Ron Dufrene

Personal information
- Full name: Ronil Dufrene
- Date of birth: July 4, 1962
- Place of birth: Haiti
- Height: 5 ft 9 in (1.75 m)
- Position: Midfielder

College career
- Years: Team / Apps / (Gls)
- 1982: Ulster Senators
- 1983: FIU Panthers

Senior career*
- Years: Team / Apps / (Gls)
- 1984: Fort Lauderdale Sun
- 1984–1985: Dallas Sidekicks (indoor) / 15 / (0)
- 1985: South Florida Sun
- 1986–1988: Stade Reims / 42 / (0)

International career
- 1991: United States / 2 / (0)

= Ronil Dufrene =

American soccer player

Ronil Dufrene (born July 4, 1962) is a former soccer player. He spent at least one season in the United Soccer League, one in the Major Indoor Soccer League and two in the French Ligue 2. Born in Haiti, he represented the United States national team.

==College==
Dufrene attended Ulster Community College, earning All American recognition in 1982. He then transferred to Florida International University in 1983

==Professional career==
Dufrene signed with the Fort Lauderdale Sun of the United Soccer League.
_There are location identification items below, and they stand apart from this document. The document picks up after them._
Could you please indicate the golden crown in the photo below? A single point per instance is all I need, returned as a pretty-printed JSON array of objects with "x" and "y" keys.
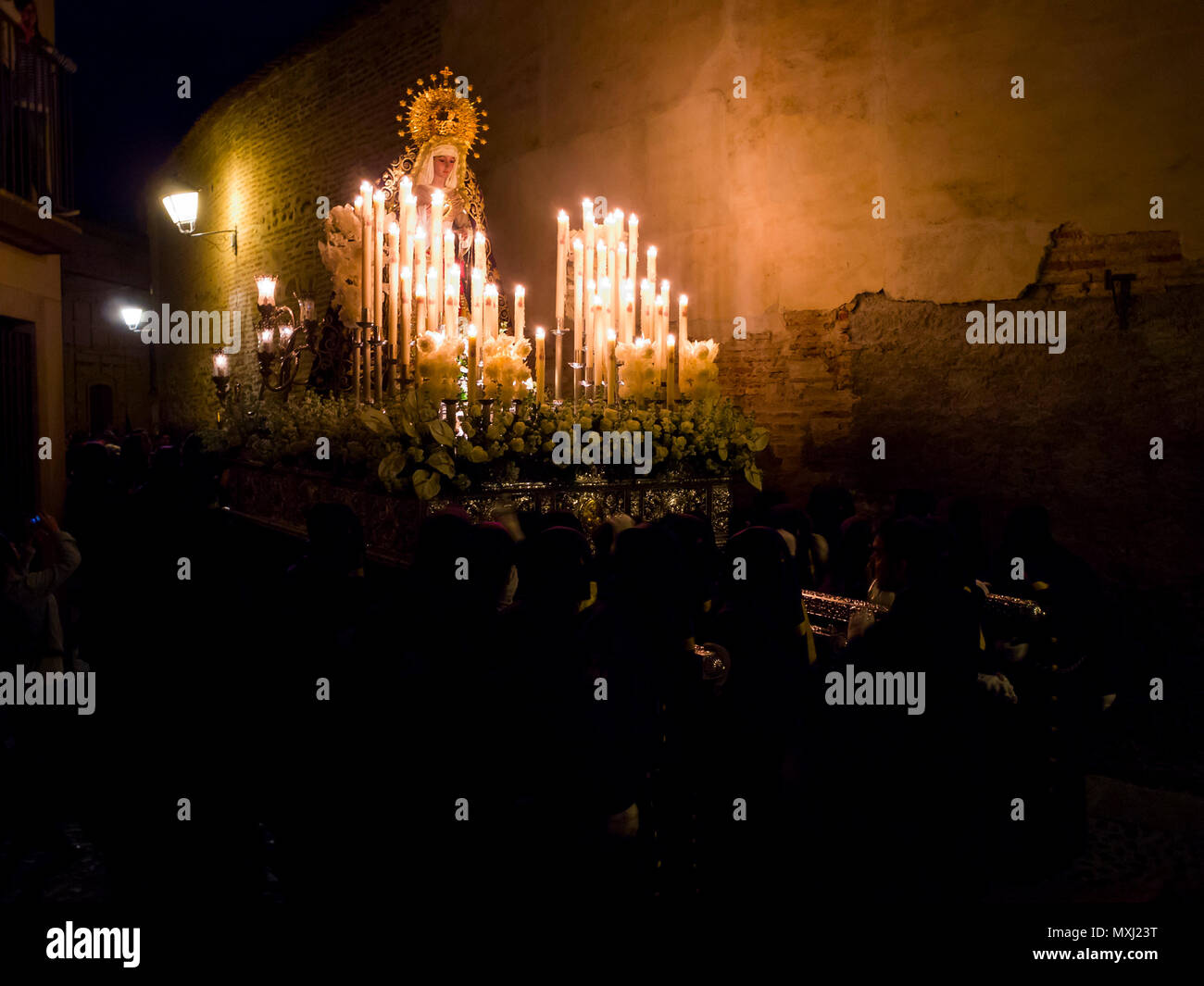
[{"x": 436, "y": 113}]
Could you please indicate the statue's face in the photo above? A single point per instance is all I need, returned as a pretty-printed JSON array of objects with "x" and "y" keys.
[{"x": 444, "y": 167}]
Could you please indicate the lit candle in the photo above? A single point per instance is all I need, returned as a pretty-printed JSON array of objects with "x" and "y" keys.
[
  {"x": 633, "y": 245},
  {"x": 619, "y": 284},
  {"x": 420, "y": 308},
  {"x": 629, "y": 327},
  {"x": 433, "y": 300},
  {"x": 612, "y": 368},
  {"x": 266, "y": 287},
  {"x": 519, "y": 311},
  {"x": 478, "y": 296},
  {"x": 378, "y": 281},
  {"x": 364, "y": 207},
  {"x": 607, "y": 304},
  {"x": 490, "y": 311},
  {"x": 420, "y": 264},
  {"x": 452, "y": 303},
  {"x": 437, "y": 239},
  {"x": 671, "y": 372},
  {"x": 561, "y": 265},
  {"x": 588, "y": 231},
  {"x": 472, "y": 363},
  {"x": 395, "y": 293},
  {"x": 658, "y": 321},
  {"x": 408, "y": 291},
  {"x": 538, "y": 364}
]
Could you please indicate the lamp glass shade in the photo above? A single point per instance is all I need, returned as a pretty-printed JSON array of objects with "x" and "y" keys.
[
  {"x": 266, "y": 285},
  {"x": 182, "y": 208}
]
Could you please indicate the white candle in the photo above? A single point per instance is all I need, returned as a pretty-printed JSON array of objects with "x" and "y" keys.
[
  {"x": 378, "y": 265},
  {"x": 561, "y": 265},
  {"x": 538, "y": 364},
  {"x": 490, "y": 311},
  {"x": 420, "y": 263},
  {"x": 519, "y": 311},
  {"x": 433, "y": 300},
  {"x": 365, "y": 288},
  {"x": 472, "y": 361},
  {"x": 588, "y": 231},
  {"x": 420, "y": 307},
  {"x": 436, "y": 239},
  {"x": 578, "y": 285},
  {"x": 394, "y": 284},
  {"x": 612, "y": 368},
  {"x": 408, "y": 293},
  {"x": 633, "y": 245}
]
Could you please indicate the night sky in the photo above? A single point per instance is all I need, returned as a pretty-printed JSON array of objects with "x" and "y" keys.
[{"x": 129, "y": 56}]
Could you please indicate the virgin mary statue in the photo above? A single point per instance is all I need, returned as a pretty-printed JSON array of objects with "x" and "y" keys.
[{"x": 442, "y": 125}]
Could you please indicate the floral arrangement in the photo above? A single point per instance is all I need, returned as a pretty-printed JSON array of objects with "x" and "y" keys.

He joined the Dallas Sidekicks of Major Indoor Soccer League as a free agent on October 3, 1984. He was injured in an automobile accident on November 17, 1984, which led to his missing several months. The team released him on April 16, 1985. In 1986, he joined Stade Reims of Ligue 2. Over two seasons, he played 42 league games.

==National team==
Dufrene earned two caps with the U.S. national team in 1991. The first was a 1–0 loss to Switzerland on February 1, 1991. Dufrene came on for Jimmy Banks in the 71st minute. The second was another 1–0 loss, this time to Bermuda on February 21, 1991. Mark Santel replaced him in the 71st minute.